4.3.2. NPS-sjablonen configureren

Wanneer u de NPS-rol configureert, moet u de relatie opgeven tussen de servers, proxy’s en clients waaruit uw netwerkbeleidsinfrastructuur bestaat. U kunt NPS-sjablonen gebruiken om dit proces sneller en gemakkelijker te maken.

4.3.2.1. NPS-sjablonen maken

U kunt de Network Policy Server-console gebruiken om NPS-sjablonen te maken en te beheren. Vouw in het navigatievenster NPS (lokaal) uit en klik vervolgens op het knooppunt Sjablonenbeheer, zoals weergegeven in de volgende afbeelding.

Door een sjabloon te gebruiken, hoeft u niet herhaaldelijk dezelfde informatie opnieuw op te geven bij het configureren van NPS. Als bijvoorbeeld meerdere RADIUS-servers verbindingen van een aantal RADIUS-clients ondersteunen, kunt u met behulp van een RADIUS Client-sjabloon snel de relatie configureren op de RADIUS-server.

U kunt de volgende typen sjablonen maken:

  • Gedeelde geheimen – Hiermee kunt u een gedeeld geheim instellen dat u kunt gebruiken om verbindingen tussen de RADIUS-servers, proxy’s en clients te beveiligen.
  • RADIUS-clients – Hiermee kunt u een RADIUS-clientobject maken en de eigenschappen ervan definiëren: beschrijvende naam, IP-adres, leveranciersnaam en gedeeld geheim.
  • Externe RADIUS-servers – Hiermee kunt u een RADIUS-server en zijn eigenschappen definiëren, zoals servernaam of IP-adres, gedeeld geheim, authenticatiepoort en accountingpoort.
  • IP-filters – Hiermee kunt u IP-filters maken die netwerkverkeer toestaan of blokkeren op basis van gespecificeerde voorwaarden. Dit kan factoren omvatten zoals of het verkeer inkomend of uitgaand is, de bron- en bestemmings-IP-netwerken of -adressen en het gebruikte protocol, zoals Transmission Control Protocol (TCP) of User Datagram Protocol (UDP). IP-filters worden niet gebruikt om RADIUS te configureren. In plaats daarvan worden ze gebruikt in NPS-beleid, dat in de volgende sectie wordt besproken.
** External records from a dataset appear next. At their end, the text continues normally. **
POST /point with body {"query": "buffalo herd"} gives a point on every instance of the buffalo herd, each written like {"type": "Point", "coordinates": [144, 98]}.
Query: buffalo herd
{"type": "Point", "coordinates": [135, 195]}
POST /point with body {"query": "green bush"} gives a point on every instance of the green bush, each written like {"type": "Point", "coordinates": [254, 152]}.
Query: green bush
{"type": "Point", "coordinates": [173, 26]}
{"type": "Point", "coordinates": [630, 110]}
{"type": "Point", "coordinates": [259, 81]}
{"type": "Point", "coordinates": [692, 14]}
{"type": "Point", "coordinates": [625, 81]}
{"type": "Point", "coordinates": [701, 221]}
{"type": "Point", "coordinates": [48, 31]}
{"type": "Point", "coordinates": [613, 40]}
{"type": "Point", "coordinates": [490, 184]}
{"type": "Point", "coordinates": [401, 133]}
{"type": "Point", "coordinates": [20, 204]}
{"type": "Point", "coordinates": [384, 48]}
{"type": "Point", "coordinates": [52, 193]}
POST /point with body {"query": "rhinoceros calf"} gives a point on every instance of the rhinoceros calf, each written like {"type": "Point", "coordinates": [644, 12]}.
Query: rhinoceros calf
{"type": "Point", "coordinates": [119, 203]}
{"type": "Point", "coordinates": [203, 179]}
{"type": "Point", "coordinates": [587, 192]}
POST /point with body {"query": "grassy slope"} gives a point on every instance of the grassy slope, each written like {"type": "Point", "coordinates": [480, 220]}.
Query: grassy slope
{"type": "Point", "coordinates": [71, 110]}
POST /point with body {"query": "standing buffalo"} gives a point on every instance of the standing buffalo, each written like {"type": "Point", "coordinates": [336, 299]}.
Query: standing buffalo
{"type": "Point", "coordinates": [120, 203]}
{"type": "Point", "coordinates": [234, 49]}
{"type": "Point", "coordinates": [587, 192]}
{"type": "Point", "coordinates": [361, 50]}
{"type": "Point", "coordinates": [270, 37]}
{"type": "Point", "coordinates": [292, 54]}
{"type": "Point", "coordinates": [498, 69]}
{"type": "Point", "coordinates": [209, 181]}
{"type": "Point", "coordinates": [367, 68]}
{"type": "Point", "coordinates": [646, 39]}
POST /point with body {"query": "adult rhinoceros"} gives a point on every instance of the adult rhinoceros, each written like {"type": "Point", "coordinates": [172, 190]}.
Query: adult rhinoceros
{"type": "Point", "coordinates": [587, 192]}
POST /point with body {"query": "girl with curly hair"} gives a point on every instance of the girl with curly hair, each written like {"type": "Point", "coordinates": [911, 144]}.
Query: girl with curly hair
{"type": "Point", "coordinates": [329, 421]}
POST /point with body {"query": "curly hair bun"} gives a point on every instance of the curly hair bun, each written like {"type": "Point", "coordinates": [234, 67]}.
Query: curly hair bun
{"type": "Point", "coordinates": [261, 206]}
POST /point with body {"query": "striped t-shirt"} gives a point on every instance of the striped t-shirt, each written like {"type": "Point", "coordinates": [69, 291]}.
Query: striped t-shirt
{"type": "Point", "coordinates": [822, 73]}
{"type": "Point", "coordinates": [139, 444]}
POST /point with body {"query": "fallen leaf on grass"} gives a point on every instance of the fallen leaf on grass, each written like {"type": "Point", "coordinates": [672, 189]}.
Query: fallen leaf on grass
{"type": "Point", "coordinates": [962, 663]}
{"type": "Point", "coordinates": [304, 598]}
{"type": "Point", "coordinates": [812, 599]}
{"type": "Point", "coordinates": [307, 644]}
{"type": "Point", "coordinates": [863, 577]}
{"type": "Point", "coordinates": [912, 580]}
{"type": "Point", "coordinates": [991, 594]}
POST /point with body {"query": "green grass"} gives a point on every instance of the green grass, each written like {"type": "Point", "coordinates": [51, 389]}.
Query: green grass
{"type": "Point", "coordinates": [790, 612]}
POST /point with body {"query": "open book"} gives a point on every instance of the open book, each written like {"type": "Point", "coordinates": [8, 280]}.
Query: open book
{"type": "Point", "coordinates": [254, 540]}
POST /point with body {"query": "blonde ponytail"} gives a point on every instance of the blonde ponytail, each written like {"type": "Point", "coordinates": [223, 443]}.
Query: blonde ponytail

Gebruik de volgende procedure om een sjabloon voor gedeelde geheimen te maken:

  1. Klik op het knooppunt Sjablonenbeheer, klik met de rechtermuisknop op Gedeelde geheimen.
  2. Klik op Nieuw.
  3. Typ in het dialoogvenster Nieuwe RADIUS Shared Secret-sjabloon, weergegeven in de volgende afbeelding, in de tekstvakken Shared Secret en Confirm Shared Secret het wachtwoord dat u wilt gebruiken en klik vervolgens op OK.

Een RADIUS-clientsjabloon configureren:

  1. Klik op het knooppunt Sjablonenbeheer, klik met de rechtermuisknop op RADIUS-clients.
  2. Klik op Nieuw.
  3. Typ in het dialoogvenster Nieuwe RADIUS-client de beschrijvende naam voor het apparaat, typ het IP-adres of FQDN en definieer vervolgens het gedeelde geheim voor het apparaat. U kunt, zoals weergegeven in de volgende afbeelding, een eerder gedefinieerde sjabloon Shared Secrets gebruiken.
  4. Definieer indien nodig op het tabblad Geavanceerd de naam van de leverancier. Dit zorgt ervoor dat het apparaat de juiste RADIUS-versie gebruikt. Raadpleeg de documentatie van uw apparaat voor de vereiste waarde en klik op OK.

Het maken van gedeelde geheimen, RADIUS-clients en externe RADIUS-servers is in grote lijnen vergelijkbaar.

4.3.2.2. NPS-sjablonen toepassen

Het toepassen van NPS-sjablonen is eenvoudig. Wanneer u een definitie van een RADIUS-client of een externe RADIUS-server maakt, zoals eerder in deze sectie beschreven, selecteert u de optie om een bestaande sjabloon te gebruiken.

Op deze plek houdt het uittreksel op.